Tutti tacquero e l’ascoltarono.
— Il Re mio padre è morto. Da questo momento io sono Regina, secondo le leggi di Burland. E Re sarà quell’uomo che sposerò.
— Il Re — disse Zymas — è l’uomo a cui gli eserciti obbediscono.
— Il Re — disse Sleeve — è l’uomo favorito dagli dèi.
— Il Re — disse Palicrovol — è l’uomo che ti sposerà.

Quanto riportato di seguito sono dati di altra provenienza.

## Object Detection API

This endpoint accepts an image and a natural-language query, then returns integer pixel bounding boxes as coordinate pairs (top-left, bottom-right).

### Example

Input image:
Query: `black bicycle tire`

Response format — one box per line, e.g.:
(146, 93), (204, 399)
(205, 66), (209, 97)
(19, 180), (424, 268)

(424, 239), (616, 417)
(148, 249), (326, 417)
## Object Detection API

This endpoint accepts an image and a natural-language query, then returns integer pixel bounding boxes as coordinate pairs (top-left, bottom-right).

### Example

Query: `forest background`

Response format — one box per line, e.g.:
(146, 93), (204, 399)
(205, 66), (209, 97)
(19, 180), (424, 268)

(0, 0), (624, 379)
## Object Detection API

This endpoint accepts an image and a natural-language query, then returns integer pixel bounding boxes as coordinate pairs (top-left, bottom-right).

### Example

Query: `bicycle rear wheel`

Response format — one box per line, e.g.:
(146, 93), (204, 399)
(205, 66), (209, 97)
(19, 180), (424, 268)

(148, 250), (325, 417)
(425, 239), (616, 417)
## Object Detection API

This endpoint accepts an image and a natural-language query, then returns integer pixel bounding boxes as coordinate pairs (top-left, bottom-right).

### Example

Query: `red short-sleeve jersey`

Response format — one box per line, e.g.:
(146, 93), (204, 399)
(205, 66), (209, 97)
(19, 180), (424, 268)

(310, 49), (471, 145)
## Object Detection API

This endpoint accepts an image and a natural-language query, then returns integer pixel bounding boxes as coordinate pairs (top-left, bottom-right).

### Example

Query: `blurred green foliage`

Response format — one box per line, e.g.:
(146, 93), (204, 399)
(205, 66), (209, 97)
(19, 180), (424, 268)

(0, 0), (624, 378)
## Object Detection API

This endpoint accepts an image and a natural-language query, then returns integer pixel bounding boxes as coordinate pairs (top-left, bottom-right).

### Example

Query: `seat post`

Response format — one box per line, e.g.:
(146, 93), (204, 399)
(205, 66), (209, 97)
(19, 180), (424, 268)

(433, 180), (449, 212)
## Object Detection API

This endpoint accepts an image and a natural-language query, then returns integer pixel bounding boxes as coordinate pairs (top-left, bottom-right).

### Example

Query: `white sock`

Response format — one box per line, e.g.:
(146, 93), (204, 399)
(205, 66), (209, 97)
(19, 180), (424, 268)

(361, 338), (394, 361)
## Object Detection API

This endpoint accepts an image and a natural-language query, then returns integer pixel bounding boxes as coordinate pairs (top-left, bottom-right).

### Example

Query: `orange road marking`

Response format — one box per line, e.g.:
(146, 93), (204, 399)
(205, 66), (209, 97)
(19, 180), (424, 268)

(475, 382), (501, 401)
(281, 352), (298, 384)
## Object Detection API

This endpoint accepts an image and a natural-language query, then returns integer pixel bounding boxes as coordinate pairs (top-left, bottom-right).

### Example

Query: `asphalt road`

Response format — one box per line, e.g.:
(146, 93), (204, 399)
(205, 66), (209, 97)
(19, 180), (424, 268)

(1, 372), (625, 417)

E io ti sposerò.
Con tutto il disprezzo che riuscì a mettere nella voce, Asineth disse: — Io ti spregio, Conte di Traffing.
Palicrovol annuì, come se onorasse il suo verdetto sul suo onore. — Come vuoi — disse. — Ma non ho mai chiesto il tuo consenso. — Si rivolse a una delle Fantesche che si faceva piccola sotto lo sguardo dei soldati. — Questa ragazza è diventata donna?
La fantesca balbettò qualcosa, mentre Asineth rispondeva per lei. — Perché non lo chiedi a me? Io non mento.
A queste parole la faccia di Palicrovol si illuminò, come riconoscendo qualcosa. — Ho conosciuto un’altra donna che non mentiva mai. Dimmi dunque, Regina Asineth: sei diventata donna?
— Tre volte — disse Asineth. — Sono grande abbastanza per sposarmi.
— Allora ti sposerai.
— Mai con te.
— Adesso. E con me. Non voglio si dica che non regno su Burland di diritto.
La vestirono con un abito da sposa che era stato fatto per una sposa bambina otto generazioni prima, di lei. Non era mai stato indossato, dal momento che la bambina era morta di una peste prima del matrimonio. Ora, mentre portavano Asineth in un carro per i prigionieri attraverso la città di Inwit, con diecimila persone che la schernivano e la maledivano, anche se non aveva mai fatto loro alcunché di male, Asineth pregò.
Pregò l’unico dio che restasse, il Dio di Palicrovol, il cui tempio stava sorgendo nell’angolo sud-est della città. Dio, gli disse, il tuo trionfo è completo, e anch’io disprezzo le Sorelle e il Cervo. Abbi compassione di me, Dio. Lascia che muoia senza sposare quest’uomo.
Ma non accadde alcun miracolo. Nessun coltello era rimasto abbandonato vicino alle sue mani; non era vicina ad alcun precipizio; non c’era acqua più di quella contenuta in un’urna. Non poteva tagliarsi la gola né gettarsi verso la morte, né affogarsi. Dio non ebbe misericordia di lei.
L’immagine del Cervo era stata portata via dal Tempio, e ora giaceva vergognosamente davanti al Salone delle Facce. Mille generazioni di maghi erano saliti sulla groppa del Cervo per pregare in favore di Burland e offrire il sangue del potere. Ora solo Palicrovol era lì, e l’attendeva indossando la corta tunica dello sposo. Non ci sarebbe stata alcuna Danza della Discesa, né alcun rito; era evidente a chiunque avesse occhi per vedere, che Palicrovol intendeva consumare il matrimonio di fronte a diecimila testimoni, cosicché nessuno in seguito potesse dire che non era il legittimo marito della figlia del Re.